The move comes after US President Donald Trump on Monday signed an executive memorandum directing Lighthizer to consider the possible initiation of an investigation, signaling his administration's tough trade stance against China.

Section 301, once heavily used in the 1980s and the early 1990s, allows the US president to unilaterally impose tariffs or other trade restrictions on foreign countries. But the United States has rarely used the outdated trade tool since the World Trade Organization came into being in 1995.

"The 301 toolkit was retired for good reason. Bringing it back in 2017 is likely to be more deeply problematic to more firms in more places than many might expect," said Deborah Elms, founder and executive director of the Asian Trade Centre based in Singapore.

"It became no longer necessary really for the United States that they have to use that law, because now we have an effective dispute settlement system under the WTO," Chad Bown, a trade expert and senior fellow at the Washington D.C.-based Peterson Institute for International Economics (PIIE), told Xinhua in a recent interview.

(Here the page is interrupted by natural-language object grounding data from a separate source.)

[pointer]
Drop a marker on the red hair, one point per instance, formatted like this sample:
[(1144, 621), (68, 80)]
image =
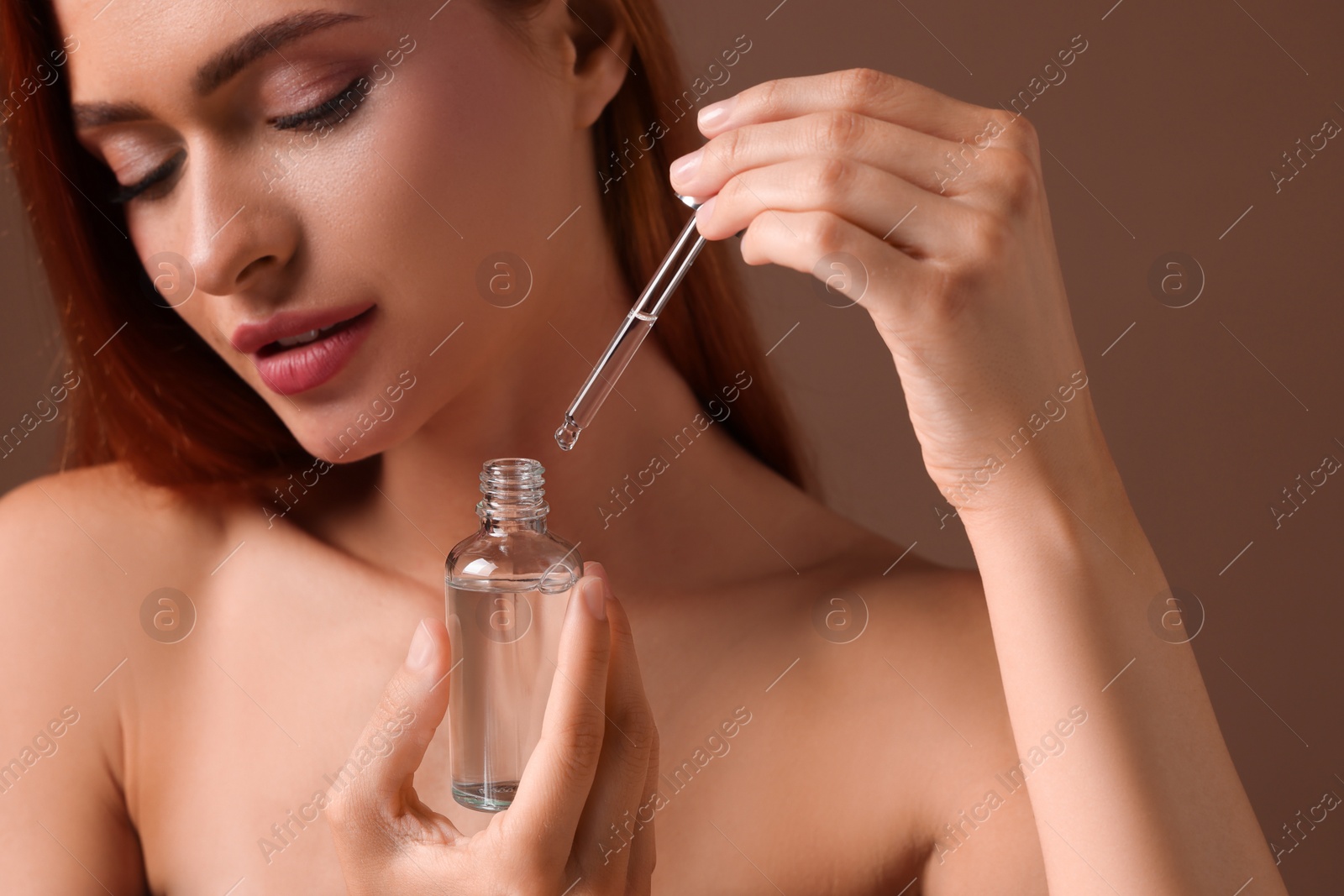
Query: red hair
[(156, 396)]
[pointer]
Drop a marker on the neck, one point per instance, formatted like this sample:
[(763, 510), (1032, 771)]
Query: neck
[(420, 499)]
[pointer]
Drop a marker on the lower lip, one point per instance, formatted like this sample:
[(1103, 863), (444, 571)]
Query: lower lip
[(304, 367)]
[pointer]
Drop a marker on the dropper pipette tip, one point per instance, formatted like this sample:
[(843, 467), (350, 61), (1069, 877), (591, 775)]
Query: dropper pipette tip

Meanwhile, the global trading community had become increasingly concerned about the use of Section 301 as the US government "acts as police force, prosecutor, jury and judge" in the process, Bown argued. He recommended Washington and Beijing resolve trade disputes through the WTO.

If Lighthizer did decide to go ahead with the Section 301 investigation, the United States would first consult with China and the investigation process could take as long as a year, senior administration officials told reporters last week.

Jeffrey Schott, another trade expert at the PIIE, told Xinhua that the purpose of the investigation is "to find out what the facts are and to use the process of investigation to expand bilateral consultations with China" so that there is a better understanding of each country's practices.